Na Política pública atual, o combate ao uso indiscriminado dessas substâncias é motivo de preocupação constante. O SUS – Sistema Único de Saúde fornece atendimento a pessoas com transtornos mentais por uso de álcool e drogas e essa busca por atendimento vem crescendo a cada ano. O SUS também conta com os CAPS - Centro de Atenção Psicossocial. Um estudo realizado sobre a população afetada mostrou que a maioria são jovens entre 25 e 29 anos do sexo masculino e que o uso abusivo do álcool é o mais recorrente, seguido de transtornos mentais e comportamentais por uso de cocaína e fumo. Com números menores, porém significativos, o uso dos Opiáceos, canabióides, sedativos e hipnóticos, alucinógenos, solventes voláteis e estimulantes (cafeína).

No cenário mundial, no ano de 2023, o UNODC - United Nations Office on Drugs and Crime Web Site aponta o crescimento do mercado de drogas ilícitas injetáveis e sintéticas de baixo custo e de resultados letais, as quais modificaram de forma exponencial o “mercado de drogas”, e, consequentemente o agravamento da crise global neste sentido.
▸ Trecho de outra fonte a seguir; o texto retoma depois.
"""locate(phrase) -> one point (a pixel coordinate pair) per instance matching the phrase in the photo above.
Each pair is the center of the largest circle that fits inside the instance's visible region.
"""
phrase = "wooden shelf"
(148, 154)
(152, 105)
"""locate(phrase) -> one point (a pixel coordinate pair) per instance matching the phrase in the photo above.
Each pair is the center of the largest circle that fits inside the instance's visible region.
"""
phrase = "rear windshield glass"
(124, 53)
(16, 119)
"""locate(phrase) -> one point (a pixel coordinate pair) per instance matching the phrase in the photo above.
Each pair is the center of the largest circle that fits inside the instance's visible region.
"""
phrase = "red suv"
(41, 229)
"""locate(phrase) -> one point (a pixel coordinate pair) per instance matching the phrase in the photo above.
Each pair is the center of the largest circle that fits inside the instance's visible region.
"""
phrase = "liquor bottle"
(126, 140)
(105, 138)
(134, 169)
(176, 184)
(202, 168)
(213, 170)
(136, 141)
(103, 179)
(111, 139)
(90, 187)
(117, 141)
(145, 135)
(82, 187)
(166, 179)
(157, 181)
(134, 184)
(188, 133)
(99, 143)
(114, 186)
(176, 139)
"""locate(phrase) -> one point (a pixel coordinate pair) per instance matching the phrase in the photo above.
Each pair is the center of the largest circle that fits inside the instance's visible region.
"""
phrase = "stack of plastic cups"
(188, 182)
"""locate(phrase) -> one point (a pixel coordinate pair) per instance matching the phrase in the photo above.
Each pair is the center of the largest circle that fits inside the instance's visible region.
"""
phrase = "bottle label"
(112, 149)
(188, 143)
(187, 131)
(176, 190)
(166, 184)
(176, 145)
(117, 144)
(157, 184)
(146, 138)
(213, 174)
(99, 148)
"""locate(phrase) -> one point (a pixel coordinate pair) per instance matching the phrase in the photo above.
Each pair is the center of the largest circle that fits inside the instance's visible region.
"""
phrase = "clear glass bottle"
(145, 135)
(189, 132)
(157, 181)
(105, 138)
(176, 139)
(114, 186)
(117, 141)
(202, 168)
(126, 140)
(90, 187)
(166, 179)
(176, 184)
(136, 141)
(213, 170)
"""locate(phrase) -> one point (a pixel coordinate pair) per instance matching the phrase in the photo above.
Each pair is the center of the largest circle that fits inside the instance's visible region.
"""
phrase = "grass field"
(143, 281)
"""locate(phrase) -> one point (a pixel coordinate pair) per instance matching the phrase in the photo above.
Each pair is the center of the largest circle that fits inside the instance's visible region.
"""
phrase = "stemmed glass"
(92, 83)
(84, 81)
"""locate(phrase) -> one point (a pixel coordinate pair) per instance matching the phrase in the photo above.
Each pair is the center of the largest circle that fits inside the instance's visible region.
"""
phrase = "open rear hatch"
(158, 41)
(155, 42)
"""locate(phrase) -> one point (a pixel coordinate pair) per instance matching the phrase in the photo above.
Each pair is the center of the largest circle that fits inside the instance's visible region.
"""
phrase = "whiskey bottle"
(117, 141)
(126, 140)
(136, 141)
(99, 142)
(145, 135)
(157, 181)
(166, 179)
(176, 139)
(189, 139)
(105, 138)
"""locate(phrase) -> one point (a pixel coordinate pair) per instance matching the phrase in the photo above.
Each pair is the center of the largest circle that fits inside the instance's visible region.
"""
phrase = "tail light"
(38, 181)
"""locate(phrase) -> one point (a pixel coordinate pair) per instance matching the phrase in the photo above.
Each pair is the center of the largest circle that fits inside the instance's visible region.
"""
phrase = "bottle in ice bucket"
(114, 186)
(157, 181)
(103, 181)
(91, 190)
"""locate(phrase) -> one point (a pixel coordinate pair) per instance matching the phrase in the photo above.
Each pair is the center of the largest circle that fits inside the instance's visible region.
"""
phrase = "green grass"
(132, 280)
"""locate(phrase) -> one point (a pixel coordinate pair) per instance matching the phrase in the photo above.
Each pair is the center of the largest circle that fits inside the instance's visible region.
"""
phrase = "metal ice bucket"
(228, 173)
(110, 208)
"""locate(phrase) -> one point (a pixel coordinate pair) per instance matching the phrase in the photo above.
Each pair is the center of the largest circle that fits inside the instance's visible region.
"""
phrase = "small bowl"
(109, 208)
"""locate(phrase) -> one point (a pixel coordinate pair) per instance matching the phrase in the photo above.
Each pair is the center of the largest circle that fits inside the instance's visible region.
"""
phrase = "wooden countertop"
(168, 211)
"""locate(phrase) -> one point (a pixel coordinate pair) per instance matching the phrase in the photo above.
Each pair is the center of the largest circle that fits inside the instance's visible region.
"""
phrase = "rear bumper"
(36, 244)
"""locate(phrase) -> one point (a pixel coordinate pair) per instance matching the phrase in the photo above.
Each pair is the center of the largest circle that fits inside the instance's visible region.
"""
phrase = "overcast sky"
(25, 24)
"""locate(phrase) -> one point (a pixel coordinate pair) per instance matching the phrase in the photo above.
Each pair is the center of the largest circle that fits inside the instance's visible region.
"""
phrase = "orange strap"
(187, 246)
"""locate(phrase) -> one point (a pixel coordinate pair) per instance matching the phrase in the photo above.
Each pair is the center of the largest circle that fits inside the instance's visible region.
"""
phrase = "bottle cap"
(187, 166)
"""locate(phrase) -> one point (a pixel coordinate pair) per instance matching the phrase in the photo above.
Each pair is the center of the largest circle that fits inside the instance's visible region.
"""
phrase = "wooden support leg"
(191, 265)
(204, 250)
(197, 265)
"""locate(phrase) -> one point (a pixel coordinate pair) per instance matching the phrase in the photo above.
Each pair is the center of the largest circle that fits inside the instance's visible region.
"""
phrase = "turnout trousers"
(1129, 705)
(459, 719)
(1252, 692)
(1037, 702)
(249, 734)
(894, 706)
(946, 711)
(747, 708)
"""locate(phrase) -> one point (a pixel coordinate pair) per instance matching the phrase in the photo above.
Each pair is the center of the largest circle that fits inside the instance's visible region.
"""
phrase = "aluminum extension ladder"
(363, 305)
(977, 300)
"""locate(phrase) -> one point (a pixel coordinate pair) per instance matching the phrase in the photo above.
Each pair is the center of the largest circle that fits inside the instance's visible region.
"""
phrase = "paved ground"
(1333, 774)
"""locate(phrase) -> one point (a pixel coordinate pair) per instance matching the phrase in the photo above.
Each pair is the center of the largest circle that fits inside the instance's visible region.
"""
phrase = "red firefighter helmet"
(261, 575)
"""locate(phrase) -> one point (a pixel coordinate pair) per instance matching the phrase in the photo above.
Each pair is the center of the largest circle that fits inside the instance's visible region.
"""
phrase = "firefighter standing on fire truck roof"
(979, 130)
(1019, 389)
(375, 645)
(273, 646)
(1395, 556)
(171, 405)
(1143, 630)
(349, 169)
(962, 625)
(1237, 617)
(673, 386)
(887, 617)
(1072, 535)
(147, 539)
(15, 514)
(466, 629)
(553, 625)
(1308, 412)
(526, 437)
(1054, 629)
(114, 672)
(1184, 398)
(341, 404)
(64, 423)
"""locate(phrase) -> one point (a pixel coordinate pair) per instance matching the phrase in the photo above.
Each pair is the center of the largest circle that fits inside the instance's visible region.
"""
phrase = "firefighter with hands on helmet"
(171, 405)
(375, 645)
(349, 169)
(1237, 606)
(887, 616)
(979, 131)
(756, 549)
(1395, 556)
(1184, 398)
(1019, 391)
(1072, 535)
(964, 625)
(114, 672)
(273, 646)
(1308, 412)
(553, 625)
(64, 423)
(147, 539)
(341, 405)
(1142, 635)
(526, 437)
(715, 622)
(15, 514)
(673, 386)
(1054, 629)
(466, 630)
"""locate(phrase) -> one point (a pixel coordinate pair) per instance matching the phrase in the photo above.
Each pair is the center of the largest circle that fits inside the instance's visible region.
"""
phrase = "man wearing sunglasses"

No último relatório concluiu-se que foram avaliadas como o tráfico de drogas, crimes contra o meio ambiente na bacia amazônica; testes clínicos envolvendo psicoativos e o uso medicinal de cannabis, por exemplo. Nesse sentido entra a questão do Direito à saúde e a necessidade de ações governamentais de prevenção e tratamento da população afetada, com fins de coibir uma eventual crise humanitária.

Com efeito, o artigo 6 da CFRB/88, assegura a todos o direito à saúde, assim, é responsabilidade do Estado promover políticas sociais e econômicas que reduzam os riscos à saúde e garantam o acesso universal aos tratamentos disponíveis. Em outras palavras, caso uma substância demonstre eficácia no tratamento de doenças, o Estado deve garantir o acesso da população a esse tratamento, de acordo com os avanços da ciência farmacêutica. Além disso, a Constituição valoriza a livre iniciativa econômica, portanto, qualquer modelo regulatório que restrinja essa liberdade pode violar o preceito constitucional.

Desta forma, a falta de regulamentação do uso medicinal e científico da Cannabis no Brasil representa uma omissão institucional que prejudica o acesso à saúde, o desenvolvimento científico e tecnológico, além de minar a livre iniciativa e a competitividade do país. Sob o paradigma Constitucional, é crucial valorizar as iniciativas de pesquisa e mercado relacionadas à cannabis, que podem impulsionar o desenvolvimento econômico e satisfazer as demandas dos pacientes e do mercado.